The event began with Mudd simply introducing himself and how he began his career. Mudd is a graduate from UVA, in English surprisingly enough. He had been turned down several times for a teaching career, and drove up to the CIA gates when he was aware they were hiring. Mudd worked his way up quickly and specialized in South East Asia in intelligence. He began working on Iraq in 1999 and was still involved and a leader during the September 11th attacks. Mudd says he didn’t know how, but as soon as he became aware of the attacks, he knew the world in that moment, changed forever. Throughout his deep involved testimonial of the time, Mudd repeats the phrase “let me blunt” very often. He was honest and even though he has no regrets, he says the time was very emotionally trying. He talks about how the CIA perfected in those years, the art of taking down individual leaders before more could develop. An interesting comment he made revolved around that “art” he mentions. Mudd believes that drug and human traffickers could also be taken down in this manor, claiming the Government isn’t doing enough. Mudd went on to talk about how much the hunt for Bin Ladan weighed on him. He speaks openly about how even though we were killing of these awful men, they still had families, and children whom would never see them again. Mudd also brought up a claim that really weighed with me my metro ride home. He says he believes the CIA has gone into a business of man hunting, and has left its espionage roots. (Mudd is no longer working for the CIA- and is an investment banker in DC). He spoke candidly saying this needs to change, and this is a root problem in not only America, but a lot of Intelligence Agencies across the world.
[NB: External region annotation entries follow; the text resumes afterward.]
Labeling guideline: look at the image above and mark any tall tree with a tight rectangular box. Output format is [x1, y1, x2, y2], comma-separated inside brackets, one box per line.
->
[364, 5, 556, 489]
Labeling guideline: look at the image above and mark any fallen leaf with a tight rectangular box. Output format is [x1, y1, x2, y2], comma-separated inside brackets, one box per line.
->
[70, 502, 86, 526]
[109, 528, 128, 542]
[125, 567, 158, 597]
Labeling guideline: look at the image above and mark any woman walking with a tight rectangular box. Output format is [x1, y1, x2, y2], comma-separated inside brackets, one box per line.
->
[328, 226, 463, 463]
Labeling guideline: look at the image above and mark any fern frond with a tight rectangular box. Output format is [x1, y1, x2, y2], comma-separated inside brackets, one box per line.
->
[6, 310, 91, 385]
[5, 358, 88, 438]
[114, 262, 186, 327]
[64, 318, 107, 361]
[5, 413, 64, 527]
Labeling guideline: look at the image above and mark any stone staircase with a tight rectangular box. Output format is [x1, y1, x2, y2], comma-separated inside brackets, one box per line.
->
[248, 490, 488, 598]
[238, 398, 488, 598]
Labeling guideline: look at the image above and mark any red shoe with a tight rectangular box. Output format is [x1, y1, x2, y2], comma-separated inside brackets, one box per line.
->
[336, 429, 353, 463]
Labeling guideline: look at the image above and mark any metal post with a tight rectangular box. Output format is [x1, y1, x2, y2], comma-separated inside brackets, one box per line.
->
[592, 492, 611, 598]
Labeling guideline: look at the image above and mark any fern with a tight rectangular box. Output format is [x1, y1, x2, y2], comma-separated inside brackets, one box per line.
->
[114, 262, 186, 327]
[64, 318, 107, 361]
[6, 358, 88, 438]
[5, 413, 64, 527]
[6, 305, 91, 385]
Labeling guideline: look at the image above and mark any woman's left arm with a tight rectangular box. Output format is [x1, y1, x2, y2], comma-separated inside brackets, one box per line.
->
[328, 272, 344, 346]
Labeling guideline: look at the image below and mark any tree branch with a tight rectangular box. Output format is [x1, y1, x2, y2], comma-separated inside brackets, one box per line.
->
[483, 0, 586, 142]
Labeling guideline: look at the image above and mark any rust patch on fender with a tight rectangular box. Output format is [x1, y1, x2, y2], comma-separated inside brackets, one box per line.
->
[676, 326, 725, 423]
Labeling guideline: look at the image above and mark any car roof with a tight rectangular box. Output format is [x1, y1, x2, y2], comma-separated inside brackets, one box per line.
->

“Al Qaeda is a movement… not a group” Mudd said. This was something I had not just not been aware of, but didn’t even understand. (even after countless views of Zero Dark Thirty) During this presentation, my knowledge of Al Qaeda grew exponentially. He explained Al Qaeda “cells” and other brief knowledge of the movement in a language not only I could understand, but really enjoyed and found fascinating. That quote really stuck with me as well, changing a lot of my preconceived notions about Al Qaeda.

The talk ended with a question and answer session. There were questions from why isn’t he married, to other organizations America should be worried about. A man praised him on being one of the few CIA officers to acknowledge the pain and suffering children of Al Qaeda leaders have faced. Mudd was no longer part of the CIA during the final capture of Bin Laden, he remarks that he was upset with America and the praise his death recieved. While necessary he says, it was still a death. I really respected this outlook and thought about how much morality this must take….especially for a man so much on the inside.